What surprised me the most was President Obama’s very personal involvement in the killing decisions, the drones and other killing decisions….I learned that President Obama signed off on individual killing decisions—it stunned me….
Obama was elected in part to wind down the wars of 9/11, get out of Iraq and [eventually] Afghanistan, yet he faced a continuing threat. It was hard to find a way to balance the interests. The drone campaign was appealing to him.
Q: Do you expect any changes in how the Obama administration deals with terrorism and counterterrorism issues as his second term continues?

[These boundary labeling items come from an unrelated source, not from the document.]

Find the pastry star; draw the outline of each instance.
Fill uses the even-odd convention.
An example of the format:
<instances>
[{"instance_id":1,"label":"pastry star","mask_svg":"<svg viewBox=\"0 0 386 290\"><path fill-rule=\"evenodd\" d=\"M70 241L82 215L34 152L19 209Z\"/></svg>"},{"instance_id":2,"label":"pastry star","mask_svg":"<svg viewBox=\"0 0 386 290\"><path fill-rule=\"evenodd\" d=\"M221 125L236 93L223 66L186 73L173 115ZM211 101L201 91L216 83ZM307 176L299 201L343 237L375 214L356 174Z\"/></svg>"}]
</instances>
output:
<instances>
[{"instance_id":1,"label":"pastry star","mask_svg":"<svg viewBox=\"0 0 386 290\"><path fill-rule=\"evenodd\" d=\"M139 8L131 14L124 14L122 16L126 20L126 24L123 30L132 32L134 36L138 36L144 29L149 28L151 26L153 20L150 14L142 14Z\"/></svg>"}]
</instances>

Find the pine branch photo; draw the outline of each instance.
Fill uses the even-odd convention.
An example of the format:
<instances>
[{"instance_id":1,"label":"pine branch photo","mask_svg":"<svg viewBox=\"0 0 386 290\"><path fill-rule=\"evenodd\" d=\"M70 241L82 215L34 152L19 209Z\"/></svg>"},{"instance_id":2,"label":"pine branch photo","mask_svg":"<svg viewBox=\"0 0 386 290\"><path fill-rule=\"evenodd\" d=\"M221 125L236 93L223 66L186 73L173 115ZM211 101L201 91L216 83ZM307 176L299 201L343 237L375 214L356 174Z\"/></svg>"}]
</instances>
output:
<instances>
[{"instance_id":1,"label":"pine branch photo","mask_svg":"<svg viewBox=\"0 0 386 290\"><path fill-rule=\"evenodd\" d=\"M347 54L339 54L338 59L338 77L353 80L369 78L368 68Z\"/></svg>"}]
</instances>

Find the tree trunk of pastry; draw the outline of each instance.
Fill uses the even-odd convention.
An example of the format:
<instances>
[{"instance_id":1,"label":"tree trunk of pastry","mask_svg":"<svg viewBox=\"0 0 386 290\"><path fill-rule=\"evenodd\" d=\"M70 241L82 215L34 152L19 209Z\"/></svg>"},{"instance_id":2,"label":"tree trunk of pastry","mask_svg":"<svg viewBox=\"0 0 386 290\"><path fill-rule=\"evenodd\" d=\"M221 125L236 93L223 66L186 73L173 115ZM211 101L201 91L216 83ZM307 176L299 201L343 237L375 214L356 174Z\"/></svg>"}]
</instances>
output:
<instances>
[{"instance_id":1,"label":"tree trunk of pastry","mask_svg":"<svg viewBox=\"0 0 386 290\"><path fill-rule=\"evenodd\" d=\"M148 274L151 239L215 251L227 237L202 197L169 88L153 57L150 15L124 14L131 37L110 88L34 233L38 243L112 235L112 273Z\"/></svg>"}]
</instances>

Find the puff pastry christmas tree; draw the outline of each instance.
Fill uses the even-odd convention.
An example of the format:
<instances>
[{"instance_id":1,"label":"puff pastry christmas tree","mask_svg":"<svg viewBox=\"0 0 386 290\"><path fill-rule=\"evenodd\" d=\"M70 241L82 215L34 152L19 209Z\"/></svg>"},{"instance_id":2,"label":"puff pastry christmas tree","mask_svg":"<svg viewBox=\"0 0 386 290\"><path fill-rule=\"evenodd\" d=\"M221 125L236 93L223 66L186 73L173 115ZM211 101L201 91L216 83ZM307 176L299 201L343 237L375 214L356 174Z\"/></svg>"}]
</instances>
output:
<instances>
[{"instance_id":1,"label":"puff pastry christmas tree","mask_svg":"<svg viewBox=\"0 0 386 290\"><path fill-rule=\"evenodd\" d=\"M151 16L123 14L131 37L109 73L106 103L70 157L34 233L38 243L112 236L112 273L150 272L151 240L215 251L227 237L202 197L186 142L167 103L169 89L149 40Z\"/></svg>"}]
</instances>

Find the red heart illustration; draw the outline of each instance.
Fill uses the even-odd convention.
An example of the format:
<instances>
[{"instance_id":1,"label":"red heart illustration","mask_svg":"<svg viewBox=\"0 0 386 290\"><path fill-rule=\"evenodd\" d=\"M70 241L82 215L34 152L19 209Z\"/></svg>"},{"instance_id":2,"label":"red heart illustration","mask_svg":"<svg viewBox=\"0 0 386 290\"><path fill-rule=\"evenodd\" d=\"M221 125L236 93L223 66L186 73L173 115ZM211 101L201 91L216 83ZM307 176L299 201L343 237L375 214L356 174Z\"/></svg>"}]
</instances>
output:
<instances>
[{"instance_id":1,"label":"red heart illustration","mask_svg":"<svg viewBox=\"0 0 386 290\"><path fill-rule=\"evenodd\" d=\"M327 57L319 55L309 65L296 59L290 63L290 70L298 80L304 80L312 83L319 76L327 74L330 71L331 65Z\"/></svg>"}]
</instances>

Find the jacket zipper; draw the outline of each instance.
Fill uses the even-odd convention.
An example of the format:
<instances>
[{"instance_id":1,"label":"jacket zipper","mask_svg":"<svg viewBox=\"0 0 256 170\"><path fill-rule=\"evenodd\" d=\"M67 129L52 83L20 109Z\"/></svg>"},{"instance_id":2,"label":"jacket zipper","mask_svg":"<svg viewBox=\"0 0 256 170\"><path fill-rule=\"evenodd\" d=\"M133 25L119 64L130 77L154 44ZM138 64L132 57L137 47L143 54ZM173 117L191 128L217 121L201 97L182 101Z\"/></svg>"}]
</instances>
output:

A: Yes, and the Boston case was reflective of that. It’s hard to capture terrorists. They tend to be in remote areas, or in countries where we don’t want boots on the ground. With captures, including this case in Boston, the administration said we are going to try these people in civilian courts, we’re not going to send them to Guantanamo. They have developed more confidence in these cases. The American people by and large have been supportive. That’s a trend we’re going to see continue. Not to say that there won’t be a case of an al Qaeda [leader] being caught, and [in that case] maybe they would decide to put him in a military commission. …
Another thing that bears close watching is what happens to the drone program over the next couple of years. It’s become more and more controversial. There’s a growing level of [concern] in the administration that if they want to maintain public support, they are going to have to be more transparent.